2.3.2.    In artikel 44, eerste lid, van de Woningwet is, voor zover hier van belang en kort weergegeven, bepaald dat een reguliere bouwvergunning slechts mag en moet worden geweigerd, indien het bouwen waarop de aanvraag betrekking heeft in strijd is met het Bouwbesluit 2003, de gemeentelijke bouwverordening of het bestemmingsplan, of het uiterlijk of de plaatsing van het bouwwerk in strijd is met redelijke eisen van welstand.
2.3.3.    In een memo van de brandweer staat dat de bereikbaarheid vanaf de weg en de plaats van de bluswatervoorzieningen bepalend zijn geweest voor de locatie van de deuren. De vier deuren aan de Leuvensestraat behoren tot de deuren die tegenover elkaar worden geplaatst. Met de projectorganisatie Betuweroute is overeengekomen dat er vaste oeververbindingen (bruggen) worden aangebracht. Mobiele spoorslootoverbruggingen worden van de zijde van de brandweer niet geaccepteerd omdat deze door hun lengte niet toepasbaar zijn. Er bestaat van de zijde van de brandweer geen bezwaar tegen de in de bouwvergunning getroffen bluswatervoorziening. Het feit dat de vluchtdeuren nabij de woningen van appellanten zijn voorzien brengt geen groter risico met zich bij een eventuele vloeistofuitstroming, aldus de brandweer.
2.3.4.    Ter zitting heeft de brandweercommandant gesteld dat voor de keuze van de locatie van de vluchtdeuren de consequenties voor de vluchtroute en de bereikbaarheid voor hulpdiensten is bezien. Verder wordt met de gemaakte keuze, voor zover het onderhavige tracé betreft, voldaan aan de eis dat op elke plaats op de Betuweroute binnen 30 minuten 6000 liter water geleverd moet kunnen worden.
2.3.5.    In het deskundigenbericht is vermeld dat bij de wijziging van het bouwplan voor de extra vluchtdeuren geen structurele wijzigingen aan de stalen stijlen van het geluidsscherm anders dan ten behoeve van de bevestiging van de vluchtdeuren zijn aangebracht. De dimensionering van deze stijlen en de daarmee samenhangende sterkte is om die reden volgens de deskundige dan ook niet aan de orde in het kader van de onderhavige wijziging, maar was aan de orde in de initiële bouwvergunningprocedure.
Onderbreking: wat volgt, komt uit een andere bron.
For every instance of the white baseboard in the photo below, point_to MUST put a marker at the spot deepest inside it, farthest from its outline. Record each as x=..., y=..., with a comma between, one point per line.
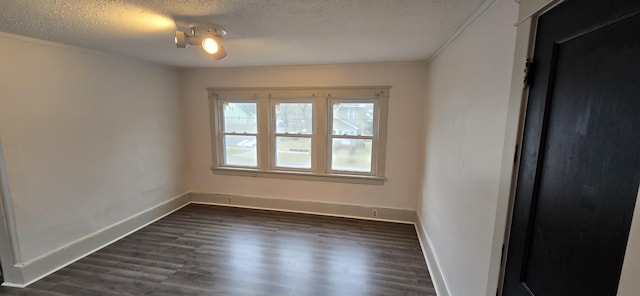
x=26, y=273
x=37, y=268
x=439, y=283
x=307, y=207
De deskundige is van mening dat de constructie na de wijziging zelfs minder belast wordt omdat de belasting vanwege het onderste schermdeel niet in haar geheel via de stijl naar de betonnen poer moet worden afgevoerd maar ook voor een aanzienlijk deel rechtstreeks naar de poer wordt afgevoerd via de op grond van deze bouwvergunning aangebrachte stalen balk. Ook de sterkte van de geluidsschermdelen, in samenhang met de door appellanten aangevoerde betonkwaliteit, is volgens de deskundige feitelijk niet gewijzigd ten opzichte van de situatie van de oorspronkelijke bouwvergunning.
Het oordeel van de Afdeling
2.4.    Met betrekking tot het betoog van appellanten over de constructie van de geluidsschermen en de vraag of sprake is van een zogenoemde hoofddraagconstructie, overweegt de Afdeling dat het in de onderhavige procedure alleen kan gaan om het aanbrengen van extra vluchtdeuren in de geluidsschermen en niet om de constructie van de geluidsschermen als zodanig. De bouwvergunning voor de geluidsschermen is reeds onherroepelijk, nadat het daartegen door appellanten ingestelde beroep - onder meer aangaande de constructieve veiligheid - bij uitspraak van 18 augustus 2004, in zaak no.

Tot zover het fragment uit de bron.